Yo creía que esto del síndrome del Jamaicón lo tenía controlado porque la comida mexicana en las casas donde he vivido en España ha sido escasa, sobre todo en los primeros años fuera de México, ya que el precio de los productos estaba por encima de mis posibilidades económicas y aunque después, con el paso del tiempo me he adaptado a lo que encuentro en Madrid —que es mucho y muy variado— ya sé que las tortillas de maíz no serán nixtamalizadas, pero que al menos serán de maíz. Y que no habrá salsas tatemadas, pero que las latas de salsas verdes pueden ayudar a calmar algún antojo.

Sin embargo, a veces vuelve y se calma cuando voy a Bonbini, un restaurante donde hacen unas arepas venezolanas que venden dentro del mercado del barrio de Prosperidad a las que soy fiel: maíz blanco recién sacado de la parrilla que se rellena de una carne de ternera deshilachada y cocida en un sofrito casero que desde la primera vez que las probé me recordaron a esa madre poco dada a la cocina pero que cuando se lo proponía nos hacía algo parecido a este platillo que yo devoraba como devoro ahora esas arepas que al menos una vez al mes busco porque no tengo raíces culinarias para transmitir lo sé pero sí me empeño en crear en el presente junto a mis hijas a quienes les digo como dice Yenny Coromoto Pulgar León, que ese sazón único y peculiar me recuerdan a casa a ese estar y no estar a ese querer quedarse para mejor irse porque no hay nada más prometedor que el futuro.
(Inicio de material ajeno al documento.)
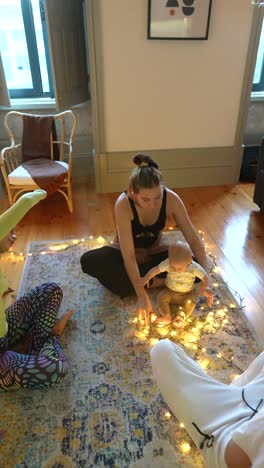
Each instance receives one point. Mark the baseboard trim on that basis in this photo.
(184, 167)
Así es como vivimos: Mis hijas y yo, la señora que nos sirve y nos prepara la comida, sus compañeros que la ayudan y que nos comparten algo de lo que fue su casa, para conservar la que tenemos ahora. Somos presente y estamos creando memoria, somos rizomas como dice Yenny Pulgar León, que por un lado tenemos ramas que nos llevan a otros lugares y por el otro tenemos raíces que se forman día a día con lo que nos ha marcado: la comida como rizoma, sí.